Rhizospheric microorganisms may play a crucial role in growth and stabilization of plants in extreme environmental conditions such as those found in Antarctica (Hughes et al. 2015). Thus, characterizing the number of biochemical functions or genes present in Antarctic rhizospheric communities is an important step towards the understanding of the complex ecological aspects and biotechnological potentials of Antarctic bio-resources (Wang et al. 2015; Molina-Montenegro et al. 2016; Gallardo-Cerda et al. 2018; Louca et al. 2018; Acuña-Rodríguez et al. 2019). Based on functional analysis using eggNOG categories, all categories had at least 3 genes assigned, although mean gene abundance per category varied widely; for example, the most abundant category was “Replication, recombination and repair” (61,814 summed genes) while the least abundant category is “extracellular structures” (3 summed genes). These results in terms of gene abundance indicate a specific enrichment of some eggNOG categories, which could be related to microbial adaptation to cold Antarctic environment. This could include energy production, nutrient transportation, cellular membrane functions and tolerance to abiotic stress (Barrientos-Díaz et al. 2008), suggesting selection of particular functional traits that could be adaptive in a given environment. Therefore, we propose that differences observed both in the completion rates of functional modules and in the eggNOG functional categories from Cq and Cq + Da rhizospheres could be a consequence of microorganism selection by presence of specific functional traits (Yan et al. 2017). Specific genera/species of bacteria, uniquely present in a certain sample/condition (but under- or not-represented in the other sample/condition), could be responsible for these functional traits which, in turn, could explain the observed differences in terms of microbial diversity/abundance. However, it must be noted that the differences/similarities in terms of functional modules/categories described in this study, do not necessarily reflect the actual working probability of each functional module (Takami et al. 2015).

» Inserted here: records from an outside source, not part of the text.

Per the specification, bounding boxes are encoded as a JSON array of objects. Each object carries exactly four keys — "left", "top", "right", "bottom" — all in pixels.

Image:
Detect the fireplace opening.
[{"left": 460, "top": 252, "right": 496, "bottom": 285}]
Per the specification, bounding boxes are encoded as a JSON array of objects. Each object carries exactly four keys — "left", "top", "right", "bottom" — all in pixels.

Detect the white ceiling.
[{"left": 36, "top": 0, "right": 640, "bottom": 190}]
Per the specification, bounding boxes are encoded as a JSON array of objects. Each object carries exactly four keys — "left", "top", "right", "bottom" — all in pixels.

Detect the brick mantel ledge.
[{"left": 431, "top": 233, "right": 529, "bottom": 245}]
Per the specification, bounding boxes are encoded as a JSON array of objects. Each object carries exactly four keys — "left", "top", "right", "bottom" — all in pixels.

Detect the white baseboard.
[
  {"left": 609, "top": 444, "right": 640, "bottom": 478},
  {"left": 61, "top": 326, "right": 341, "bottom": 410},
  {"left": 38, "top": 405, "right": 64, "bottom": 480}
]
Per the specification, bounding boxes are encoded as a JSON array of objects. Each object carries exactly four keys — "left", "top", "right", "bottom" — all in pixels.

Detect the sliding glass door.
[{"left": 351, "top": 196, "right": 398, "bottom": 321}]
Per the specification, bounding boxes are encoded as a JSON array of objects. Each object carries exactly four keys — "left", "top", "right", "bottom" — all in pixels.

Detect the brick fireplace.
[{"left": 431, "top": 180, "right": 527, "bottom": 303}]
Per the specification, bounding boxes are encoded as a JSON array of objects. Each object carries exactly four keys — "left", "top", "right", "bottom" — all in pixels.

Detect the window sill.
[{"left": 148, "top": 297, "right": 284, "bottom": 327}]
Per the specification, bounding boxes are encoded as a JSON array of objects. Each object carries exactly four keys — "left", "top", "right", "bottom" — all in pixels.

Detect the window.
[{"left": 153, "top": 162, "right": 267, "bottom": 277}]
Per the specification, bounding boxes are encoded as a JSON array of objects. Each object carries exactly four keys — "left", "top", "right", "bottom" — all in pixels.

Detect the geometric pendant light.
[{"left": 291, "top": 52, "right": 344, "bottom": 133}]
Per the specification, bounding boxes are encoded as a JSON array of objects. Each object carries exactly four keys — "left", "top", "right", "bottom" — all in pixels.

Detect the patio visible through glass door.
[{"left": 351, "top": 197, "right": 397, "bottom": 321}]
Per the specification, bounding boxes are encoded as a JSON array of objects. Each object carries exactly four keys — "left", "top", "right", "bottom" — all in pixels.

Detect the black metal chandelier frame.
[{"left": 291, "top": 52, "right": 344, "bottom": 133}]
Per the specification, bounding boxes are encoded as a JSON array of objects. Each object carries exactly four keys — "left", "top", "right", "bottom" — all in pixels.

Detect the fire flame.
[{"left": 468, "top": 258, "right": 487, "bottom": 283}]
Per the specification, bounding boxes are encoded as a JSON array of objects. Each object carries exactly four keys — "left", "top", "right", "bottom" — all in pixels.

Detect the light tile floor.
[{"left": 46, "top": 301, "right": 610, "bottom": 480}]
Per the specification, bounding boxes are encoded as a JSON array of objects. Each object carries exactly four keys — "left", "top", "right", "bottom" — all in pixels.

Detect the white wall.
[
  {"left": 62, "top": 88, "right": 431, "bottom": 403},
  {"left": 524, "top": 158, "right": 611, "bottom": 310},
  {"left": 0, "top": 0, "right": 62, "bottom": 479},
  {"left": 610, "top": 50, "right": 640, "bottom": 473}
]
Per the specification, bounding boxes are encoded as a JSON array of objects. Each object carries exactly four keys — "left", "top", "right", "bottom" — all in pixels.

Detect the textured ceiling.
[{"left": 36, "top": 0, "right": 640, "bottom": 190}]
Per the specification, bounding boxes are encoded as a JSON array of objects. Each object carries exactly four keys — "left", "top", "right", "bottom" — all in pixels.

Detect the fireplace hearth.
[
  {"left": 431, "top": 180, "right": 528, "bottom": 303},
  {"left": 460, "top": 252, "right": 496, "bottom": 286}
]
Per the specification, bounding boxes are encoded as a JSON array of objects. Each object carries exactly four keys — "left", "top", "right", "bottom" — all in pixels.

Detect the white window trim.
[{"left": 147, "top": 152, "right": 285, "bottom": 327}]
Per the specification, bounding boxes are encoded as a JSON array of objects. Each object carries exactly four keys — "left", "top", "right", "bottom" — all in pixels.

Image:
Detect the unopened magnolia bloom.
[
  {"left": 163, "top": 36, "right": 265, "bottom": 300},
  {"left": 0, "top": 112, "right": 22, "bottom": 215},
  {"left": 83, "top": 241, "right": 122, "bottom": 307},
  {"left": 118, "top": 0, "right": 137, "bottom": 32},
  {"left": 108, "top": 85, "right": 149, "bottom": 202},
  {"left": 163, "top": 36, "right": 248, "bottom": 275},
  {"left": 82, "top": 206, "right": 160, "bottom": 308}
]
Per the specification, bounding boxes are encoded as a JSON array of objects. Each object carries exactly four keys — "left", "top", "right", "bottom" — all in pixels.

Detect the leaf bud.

Finally, our results suggest that Antarctic plants may shape their rhizosphere communities, by differentially altering both the abundance and diversity of bacteria. This is especially relevant when comparing sites where Cq grows alone to sites where is found associated with Da, possibly being a key element in the positive effect of the latter on Cq and even on some invasive species (Atala et al. 2019). Furthermore, it is plausible that these different rhizospheric microbial communities encode different molecular mechanisms and express different functional pathways. However, the results in this study do not show the actual working probability of these functional pathways, nor indicate whether they are actually being expressed and/or functional in the soil. Hence, additional research is required to uncover the biological impact of these different microbiomes on plant performance and survival in order to shed lights about the strategy deployed by Cq to inhabit and cope with the harsh abiotic conditions prevailing in Antarctica.